Cassandra schema manager on Kubernetes

Reddeppa S
2 min readDec 18, 2021

Recently I have deployed Cassandra on Kubernetes AKS cluster by following the steps from https://docs.k8ssandra.io/install/aks/ . K8ssandra provides a production-ready Apache Cassandra cluster on Kubernetes Cluster. All required tools like reaper for repairs, medusa for backup, and monitoring of the Cassandra are integrated as part of the cluster setup.

k8ssandra also provides good documentation on upgrading the Apache Cassandra from 3.11 to 4.0 and above.
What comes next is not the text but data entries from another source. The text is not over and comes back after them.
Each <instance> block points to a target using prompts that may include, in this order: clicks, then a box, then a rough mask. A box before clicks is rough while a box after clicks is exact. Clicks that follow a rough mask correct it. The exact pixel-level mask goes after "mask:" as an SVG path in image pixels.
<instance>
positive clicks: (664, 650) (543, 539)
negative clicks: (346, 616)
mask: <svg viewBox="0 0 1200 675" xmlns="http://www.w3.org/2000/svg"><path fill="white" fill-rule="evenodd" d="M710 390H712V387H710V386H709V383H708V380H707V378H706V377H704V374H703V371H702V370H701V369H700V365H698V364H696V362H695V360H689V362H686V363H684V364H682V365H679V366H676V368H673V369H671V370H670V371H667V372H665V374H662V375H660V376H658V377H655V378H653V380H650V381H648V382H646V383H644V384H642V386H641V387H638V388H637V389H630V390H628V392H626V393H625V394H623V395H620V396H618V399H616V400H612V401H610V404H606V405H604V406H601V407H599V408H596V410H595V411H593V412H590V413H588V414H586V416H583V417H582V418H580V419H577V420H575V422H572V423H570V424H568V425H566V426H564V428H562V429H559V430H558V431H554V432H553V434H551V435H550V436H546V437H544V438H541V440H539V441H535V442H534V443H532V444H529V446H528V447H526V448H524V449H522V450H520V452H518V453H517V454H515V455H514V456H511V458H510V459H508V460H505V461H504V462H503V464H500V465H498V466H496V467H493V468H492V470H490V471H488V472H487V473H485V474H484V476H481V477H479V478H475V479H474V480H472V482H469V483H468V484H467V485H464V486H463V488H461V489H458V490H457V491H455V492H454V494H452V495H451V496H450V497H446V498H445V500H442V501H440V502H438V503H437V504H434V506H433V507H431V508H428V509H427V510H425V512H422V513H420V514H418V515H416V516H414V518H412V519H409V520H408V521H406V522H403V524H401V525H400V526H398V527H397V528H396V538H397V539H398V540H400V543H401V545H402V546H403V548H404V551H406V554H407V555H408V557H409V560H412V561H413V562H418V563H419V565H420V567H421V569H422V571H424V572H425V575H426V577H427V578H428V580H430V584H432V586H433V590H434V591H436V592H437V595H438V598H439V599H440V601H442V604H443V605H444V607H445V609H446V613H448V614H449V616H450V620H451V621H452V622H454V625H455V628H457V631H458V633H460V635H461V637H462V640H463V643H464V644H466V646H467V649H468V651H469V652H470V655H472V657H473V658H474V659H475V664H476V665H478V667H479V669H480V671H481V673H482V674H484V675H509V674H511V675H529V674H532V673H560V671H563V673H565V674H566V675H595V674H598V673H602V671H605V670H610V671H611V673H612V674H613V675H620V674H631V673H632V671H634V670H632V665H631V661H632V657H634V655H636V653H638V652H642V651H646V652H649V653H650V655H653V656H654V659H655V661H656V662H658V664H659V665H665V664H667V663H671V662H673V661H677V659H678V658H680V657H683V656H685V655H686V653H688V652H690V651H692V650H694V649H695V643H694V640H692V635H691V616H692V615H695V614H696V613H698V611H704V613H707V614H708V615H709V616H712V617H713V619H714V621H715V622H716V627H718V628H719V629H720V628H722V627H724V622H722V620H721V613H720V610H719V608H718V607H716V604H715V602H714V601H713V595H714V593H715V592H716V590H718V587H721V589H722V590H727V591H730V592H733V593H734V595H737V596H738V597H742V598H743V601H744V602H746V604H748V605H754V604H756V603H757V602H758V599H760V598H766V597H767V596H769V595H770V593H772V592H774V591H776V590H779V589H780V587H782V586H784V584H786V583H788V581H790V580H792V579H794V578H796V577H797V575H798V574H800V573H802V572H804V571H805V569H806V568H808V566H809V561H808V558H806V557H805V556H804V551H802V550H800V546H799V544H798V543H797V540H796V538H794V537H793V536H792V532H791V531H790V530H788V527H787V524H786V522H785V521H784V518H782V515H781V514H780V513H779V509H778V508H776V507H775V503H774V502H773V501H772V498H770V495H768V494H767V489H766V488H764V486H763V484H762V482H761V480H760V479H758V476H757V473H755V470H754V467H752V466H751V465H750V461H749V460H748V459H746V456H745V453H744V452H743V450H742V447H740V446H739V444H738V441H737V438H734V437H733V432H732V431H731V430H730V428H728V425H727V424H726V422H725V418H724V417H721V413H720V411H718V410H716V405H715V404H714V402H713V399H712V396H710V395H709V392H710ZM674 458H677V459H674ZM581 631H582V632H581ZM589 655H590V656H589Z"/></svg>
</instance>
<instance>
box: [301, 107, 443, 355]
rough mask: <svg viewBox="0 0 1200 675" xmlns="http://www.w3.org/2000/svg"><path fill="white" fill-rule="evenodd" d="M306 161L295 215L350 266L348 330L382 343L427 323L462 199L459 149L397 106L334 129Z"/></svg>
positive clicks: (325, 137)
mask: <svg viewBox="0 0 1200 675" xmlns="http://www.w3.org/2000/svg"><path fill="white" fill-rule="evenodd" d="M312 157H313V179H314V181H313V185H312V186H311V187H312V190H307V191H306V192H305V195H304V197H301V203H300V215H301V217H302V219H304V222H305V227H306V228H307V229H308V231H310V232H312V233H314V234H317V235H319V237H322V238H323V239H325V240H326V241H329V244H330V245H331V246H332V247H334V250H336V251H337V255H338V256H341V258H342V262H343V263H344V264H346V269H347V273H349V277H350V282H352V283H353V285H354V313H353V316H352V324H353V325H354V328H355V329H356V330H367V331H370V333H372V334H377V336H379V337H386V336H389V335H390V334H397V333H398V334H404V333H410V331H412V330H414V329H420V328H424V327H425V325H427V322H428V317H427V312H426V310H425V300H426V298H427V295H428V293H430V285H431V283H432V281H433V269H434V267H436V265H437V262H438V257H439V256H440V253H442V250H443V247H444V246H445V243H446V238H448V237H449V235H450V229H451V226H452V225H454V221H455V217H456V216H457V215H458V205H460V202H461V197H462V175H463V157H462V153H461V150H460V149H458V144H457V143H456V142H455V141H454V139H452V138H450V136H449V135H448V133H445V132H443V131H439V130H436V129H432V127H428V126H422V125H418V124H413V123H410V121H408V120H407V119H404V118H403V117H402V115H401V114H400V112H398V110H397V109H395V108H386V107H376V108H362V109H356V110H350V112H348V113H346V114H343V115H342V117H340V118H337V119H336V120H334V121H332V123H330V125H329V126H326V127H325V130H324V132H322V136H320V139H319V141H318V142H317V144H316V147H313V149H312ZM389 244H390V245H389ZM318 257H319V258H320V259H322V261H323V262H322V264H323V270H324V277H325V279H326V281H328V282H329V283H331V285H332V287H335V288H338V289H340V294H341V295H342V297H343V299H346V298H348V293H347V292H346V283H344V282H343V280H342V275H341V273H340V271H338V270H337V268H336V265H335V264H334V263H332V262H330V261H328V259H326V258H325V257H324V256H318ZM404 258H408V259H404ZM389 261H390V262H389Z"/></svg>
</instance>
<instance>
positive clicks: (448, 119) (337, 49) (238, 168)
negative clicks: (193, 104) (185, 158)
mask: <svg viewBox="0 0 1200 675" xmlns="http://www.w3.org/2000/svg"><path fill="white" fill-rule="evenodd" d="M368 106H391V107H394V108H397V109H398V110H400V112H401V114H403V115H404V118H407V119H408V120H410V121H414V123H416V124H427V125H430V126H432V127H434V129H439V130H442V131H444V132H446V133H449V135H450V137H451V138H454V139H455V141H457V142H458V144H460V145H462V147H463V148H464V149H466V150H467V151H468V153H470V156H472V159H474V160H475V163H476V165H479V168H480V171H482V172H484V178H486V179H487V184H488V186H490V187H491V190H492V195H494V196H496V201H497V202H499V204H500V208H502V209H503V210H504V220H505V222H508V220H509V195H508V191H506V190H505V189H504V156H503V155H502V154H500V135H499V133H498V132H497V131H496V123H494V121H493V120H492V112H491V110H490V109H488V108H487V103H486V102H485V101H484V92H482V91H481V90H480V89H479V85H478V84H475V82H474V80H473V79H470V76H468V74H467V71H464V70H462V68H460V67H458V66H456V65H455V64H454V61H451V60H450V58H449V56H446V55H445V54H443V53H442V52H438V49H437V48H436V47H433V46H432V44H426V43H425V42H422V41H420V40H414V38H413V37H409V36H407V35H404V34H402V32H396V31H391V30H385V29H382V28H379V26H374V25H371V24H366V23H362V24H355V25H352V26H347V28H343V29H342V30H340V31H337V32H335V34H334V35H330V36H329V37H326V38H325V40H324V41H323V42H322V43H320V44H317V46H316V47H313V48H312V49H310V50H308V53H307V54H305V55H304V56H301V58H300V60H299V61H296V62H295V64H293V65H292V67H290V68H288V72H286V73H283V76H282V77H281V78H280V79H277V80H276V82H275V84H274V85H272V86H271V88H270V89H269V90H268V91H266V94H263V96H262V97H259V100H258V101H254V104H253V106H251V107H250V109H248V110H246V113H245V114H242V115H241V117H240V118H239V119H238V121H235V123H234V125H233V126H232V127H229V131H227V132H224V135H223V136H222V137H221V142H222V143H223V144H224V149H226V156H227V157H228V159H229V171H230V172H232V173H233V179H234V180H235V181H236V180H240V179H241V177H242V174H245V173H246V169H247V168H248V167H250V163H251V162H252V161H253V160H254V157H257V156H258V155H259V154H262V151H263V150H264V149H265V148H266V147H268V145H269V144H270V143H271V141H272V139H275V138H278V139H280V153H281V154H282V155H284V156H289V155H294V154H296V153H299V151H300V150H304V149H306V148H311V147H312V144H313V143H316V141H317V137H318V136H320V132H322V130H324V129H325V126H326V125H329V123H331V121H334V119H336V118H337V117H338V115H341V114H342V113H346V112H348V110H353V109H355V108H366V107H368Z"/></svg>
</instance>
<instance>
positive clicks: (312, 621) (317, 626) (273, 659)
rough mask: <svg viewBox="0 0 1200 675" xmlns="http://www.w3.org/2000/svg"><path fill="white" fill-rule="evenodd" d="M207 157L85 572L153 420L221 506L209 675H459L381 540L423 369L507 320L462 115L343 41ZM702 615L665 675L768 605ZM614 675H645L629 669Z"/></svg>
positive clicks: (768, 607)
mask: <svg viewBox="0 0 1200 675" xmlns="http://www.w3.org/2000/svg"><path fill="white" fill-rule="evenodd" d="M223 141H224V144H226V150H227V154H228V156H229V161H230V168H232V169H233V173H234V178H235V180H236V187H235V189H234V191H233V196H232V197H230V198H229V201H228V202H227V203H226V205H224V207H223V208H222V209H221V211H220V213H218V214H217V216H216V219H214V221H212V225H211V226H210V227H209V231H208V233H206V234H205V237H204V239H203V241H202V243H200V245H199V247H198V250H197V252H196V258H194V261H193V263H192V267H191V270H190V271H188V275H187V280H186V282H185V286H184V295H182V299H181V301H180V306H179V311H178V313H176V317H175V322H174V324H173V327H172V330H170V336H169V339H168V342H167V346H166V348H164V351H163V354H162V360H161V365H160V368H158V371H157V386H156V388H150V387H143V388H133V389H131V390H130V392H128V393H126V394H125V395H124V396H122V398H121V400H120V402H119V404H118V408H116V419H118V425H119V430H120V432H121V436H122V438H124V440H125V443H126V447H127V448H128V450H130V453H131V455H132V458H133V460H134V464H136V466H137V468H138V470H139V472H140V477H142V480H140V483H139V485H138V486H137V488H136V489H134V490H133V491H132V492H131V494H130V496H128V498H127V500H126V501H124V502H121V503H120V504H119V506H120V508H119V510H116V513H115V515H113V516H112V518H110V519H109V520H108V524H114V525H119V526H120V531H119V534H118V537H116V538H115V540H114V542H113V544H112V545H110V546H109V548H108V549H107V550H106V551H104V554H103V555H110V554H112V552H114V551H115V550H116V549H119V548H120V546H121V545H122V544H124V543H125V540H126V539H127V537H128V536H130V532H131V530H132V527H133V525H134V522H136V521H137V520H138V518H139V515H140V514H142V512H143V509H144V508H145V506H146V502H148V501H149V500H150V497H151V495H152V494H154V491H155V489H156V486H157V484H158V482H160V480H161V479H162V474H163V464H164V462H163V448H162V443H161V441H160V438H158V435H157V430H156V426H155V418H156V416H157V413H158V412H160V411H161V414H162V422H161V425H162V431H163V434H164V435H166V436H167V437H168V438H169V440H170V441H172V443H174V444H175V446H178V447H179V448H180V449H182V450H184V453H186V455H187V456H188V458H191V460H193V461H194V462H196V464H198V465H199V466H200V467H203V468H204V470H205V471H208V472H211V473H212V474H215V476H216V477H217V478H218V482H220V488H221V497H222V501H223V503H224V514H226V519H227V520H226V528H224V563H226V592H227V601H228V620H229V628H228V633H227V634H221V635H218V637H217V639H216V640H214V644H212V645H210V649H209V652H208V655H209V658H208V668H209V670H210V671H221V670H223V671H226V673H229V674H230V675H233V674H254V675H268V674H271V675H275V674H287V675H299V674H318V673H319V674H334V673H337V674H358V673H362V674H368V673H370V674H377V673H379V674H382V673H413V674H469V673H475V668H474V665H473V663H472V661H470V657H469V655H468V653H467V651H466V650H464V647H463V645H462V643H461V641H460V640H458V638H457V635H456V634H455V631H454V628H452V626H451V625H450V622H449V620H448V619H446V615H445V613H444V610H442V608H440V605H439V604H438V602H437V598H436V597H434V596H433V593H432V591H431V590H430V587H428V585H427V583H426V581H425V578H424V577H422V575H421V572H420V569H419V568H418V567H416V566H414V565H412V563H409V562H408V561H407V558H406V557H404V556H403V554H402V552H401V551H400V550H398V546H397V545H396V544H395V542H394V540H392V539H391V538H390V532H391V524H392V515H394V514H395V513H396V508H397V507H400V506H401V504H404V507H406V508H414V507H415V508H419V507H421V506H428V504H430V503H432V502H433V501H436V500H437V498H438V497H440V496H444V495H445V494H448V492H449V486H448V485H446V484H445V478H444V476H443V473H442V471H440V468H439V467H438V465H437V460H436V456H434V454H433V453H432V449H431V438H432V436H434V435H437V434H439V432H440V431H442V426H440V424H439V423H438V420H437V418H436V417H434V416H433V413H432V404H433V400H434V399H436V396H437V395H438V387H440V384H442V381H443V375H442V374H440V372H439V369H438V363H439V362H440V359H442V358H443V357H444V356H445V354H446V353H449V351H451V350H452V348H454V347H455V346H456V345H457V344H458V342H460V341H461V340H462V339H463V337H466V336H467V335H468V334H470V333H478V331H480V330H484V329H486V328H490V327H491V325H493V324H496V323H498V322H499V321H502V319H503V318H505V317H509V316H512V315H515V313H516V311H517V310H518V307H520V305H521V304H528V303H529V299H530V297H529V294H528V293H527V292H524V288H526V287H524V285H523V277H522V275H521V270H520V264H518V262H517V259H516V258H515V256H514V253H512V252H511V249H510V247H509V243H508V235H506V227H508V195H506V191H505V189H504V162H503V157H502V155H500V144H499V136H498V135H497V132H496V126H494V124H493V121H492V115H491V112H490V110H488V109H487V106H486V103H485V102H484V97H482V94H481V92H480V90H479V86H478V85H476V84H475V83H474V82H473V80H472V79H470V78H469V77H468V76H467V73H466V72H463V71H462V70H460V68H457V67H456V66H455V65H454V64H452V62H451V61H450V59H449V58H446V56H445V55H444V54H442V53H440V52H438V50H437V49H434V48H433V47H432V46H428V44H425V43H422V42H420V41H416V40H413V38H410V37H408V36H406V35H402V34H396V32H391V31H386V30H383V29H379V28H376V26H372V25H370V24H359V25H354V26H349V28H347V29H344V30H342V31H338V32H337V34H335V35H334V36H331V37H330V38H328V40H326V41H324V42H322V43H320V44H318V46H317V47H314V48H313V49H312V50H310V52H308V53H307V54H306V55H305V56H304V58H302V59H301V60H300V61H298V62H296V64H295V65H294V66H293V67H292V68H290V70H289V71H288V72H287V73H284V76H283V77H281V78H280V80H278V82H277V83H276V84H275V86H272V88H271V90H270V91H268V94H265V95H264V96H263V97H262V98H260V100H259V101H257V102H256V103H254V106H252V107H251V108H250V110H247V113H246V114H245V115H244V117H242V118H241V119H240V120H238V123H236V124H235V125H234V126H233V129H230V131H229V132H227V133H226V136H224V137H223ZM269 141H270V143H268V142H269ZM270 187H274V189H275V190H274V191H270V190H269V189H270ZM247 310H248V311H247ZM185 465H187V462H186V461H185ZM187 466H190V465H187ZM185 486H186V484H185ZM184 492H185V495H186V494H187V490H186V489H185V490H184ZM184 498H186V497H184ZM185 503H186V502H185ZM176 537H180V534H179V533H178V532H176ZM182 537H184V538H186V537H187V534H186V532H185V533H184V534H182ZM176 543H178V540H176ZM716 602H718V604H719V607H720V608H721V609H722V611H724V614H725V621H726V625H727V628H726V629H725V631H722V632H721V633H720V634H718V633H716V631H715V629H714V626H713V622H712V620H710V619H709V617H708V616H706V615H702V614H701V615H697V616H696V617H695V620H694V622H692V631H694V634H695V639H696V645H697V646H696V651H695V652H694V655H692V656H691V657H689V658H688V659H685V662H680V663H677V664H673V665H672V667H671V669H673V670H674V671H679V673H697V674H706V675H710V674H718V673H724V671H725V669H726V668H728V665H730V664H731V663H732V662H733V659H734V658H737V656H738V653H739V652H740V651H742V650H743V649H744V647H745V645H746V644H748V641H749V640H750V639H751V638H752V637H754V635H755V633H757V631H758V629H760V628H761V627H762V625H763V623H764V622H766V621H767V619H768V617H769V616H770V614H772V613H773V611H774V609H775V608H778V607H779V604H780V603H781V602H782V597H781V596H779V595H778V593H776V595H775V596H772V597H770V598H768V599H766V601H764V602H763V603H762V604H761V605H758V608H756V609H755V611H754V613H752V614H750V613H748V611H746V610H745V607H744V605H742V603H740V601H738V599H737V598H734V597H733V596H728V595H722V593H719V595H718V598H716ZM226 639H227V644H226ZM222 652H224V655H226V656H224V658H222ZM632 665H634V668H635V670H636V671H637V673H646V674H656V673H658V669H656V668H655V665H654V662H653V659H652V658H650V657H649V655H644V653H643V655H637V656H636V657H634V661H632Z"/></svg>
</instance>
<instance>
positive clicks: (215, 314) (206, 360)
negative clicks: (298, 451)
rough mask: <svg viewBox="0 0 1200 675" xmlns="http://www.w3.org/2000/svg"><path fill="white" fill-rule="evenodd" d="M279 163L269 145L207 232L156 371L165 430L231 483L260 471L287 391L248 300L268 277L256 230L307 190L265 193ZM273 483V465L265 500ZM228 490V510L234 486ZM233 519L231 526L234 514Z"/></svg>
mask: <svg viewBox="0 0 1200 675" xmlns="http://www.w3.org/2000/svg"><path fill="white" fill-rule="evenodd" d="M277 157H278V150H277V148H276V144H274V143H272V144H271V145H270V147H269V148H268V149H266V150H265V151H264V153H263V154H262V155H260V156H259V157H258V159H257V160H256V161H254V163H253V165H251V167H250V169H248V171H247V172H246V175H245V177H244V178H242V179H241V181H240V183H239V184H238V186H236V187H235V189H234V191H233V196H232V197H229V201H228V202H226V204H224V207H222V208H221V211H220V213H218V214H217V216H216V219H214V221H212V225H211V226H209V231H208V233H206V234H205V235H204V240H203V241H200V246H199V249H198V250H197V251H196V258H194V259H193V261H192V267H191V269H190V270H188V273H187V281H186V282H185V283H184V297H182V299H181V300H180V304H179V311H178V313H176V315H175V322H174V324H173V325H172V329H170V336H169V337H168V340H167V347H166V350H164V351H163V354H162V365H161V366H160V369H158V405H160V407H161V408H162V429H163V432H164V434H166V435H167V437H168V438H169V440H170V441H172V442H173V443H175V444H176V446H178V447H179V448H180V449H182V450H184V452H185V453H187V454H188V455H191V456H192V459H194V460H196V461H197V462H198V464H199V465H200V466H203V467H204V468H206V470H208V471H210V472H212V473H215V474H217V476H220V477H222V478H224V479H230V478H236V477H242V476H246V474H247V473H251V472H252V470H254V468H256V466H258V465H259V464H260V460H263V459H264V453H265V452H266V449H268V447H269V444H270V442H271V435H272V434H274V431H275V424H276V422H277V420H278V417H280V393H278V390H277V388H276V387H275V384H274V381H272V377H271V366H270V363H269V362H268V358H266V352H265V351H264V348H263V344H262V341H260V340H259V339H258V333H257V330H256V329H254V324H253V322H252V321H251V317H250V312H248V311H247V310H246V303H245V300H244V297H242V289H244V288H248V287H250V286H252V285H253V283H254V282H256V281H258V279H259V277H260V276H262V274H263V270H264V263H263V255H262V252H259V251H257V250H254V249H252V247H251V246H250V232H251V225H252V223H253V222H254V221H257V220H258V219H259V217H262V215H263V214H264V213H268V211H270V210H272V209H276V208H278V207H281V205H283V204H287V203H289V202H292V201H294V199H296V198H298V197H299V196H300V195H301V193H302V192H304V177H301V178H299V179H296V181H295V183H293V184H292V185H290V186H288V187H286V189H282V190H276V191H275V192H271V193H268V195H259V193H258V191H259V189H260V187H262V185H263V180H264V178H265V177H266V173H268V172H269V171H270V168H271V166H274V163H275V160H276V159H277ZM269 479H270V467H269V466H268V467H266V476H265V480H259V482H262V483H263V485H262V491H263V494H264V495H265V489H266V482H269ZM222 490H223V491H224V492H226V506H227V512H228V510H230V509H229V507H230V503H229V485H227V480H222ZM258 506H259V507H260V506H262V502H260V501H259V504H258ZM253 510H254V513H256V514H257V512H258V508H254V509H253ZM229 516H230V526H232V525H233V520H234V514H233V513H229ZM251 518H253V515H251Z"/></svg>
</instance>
Since Helm Charts will be taken care of all your Deployments, scaling up the cluster, upgrading the Apache Cassandra is straightforward.

There are a couple of things that still require a manual trigger. These are backups and schema upgrades. I have developed a python script and a helm chart for managing the Cassandra Schema. The script runs as Cronjob and parses the given config maps. These config maps should follow a certain format given below.

test_schema.json: |-
{
"keyspacename": "test",
"schemaversions": {
"1": [
"CREATE TABLE IF NOT EXISTS test.schema_migration (applied_successful boolean, version int, script_name varchar, script text, executed_at timestamp, PRIMARY KEY (applied_successful, version))"
],
"2": [
"CREATE TABLE IF NOT EXISTS test.schema_migration_leader (keyspace_name text, leader uuid, took_lead_at timestamp, leader_hostname text, PRIMARY KEY (keyspace_name))"
]
}
}

Helm Chart and script is available in the GitHub repo

The first time when the job executes it creates a table keyspace_versions in schema manager keyspace. and It parses the configmaps and executes the CQL queries. For further updates, the versions in the keyspace_versions table are updated by script. If there is a new version is available in the config map cronjob will run the script and upgrade the schema to the latest version

The script requires the below environment variables to be set in the cronjob:

CONTACT_POINTS

A list of node hostnames or IP addresses with which to create initial connections. In Kubernetes, the headless service for the Cassandra statefulset can be used instead.

REPLICATION The replication settings, e.g.,

{‘class’: ‘NetworkTopologyStrategy’, ‘dc1’: 1}

I hope this helps manage the Cassandra schema in Kubernetes.

--

--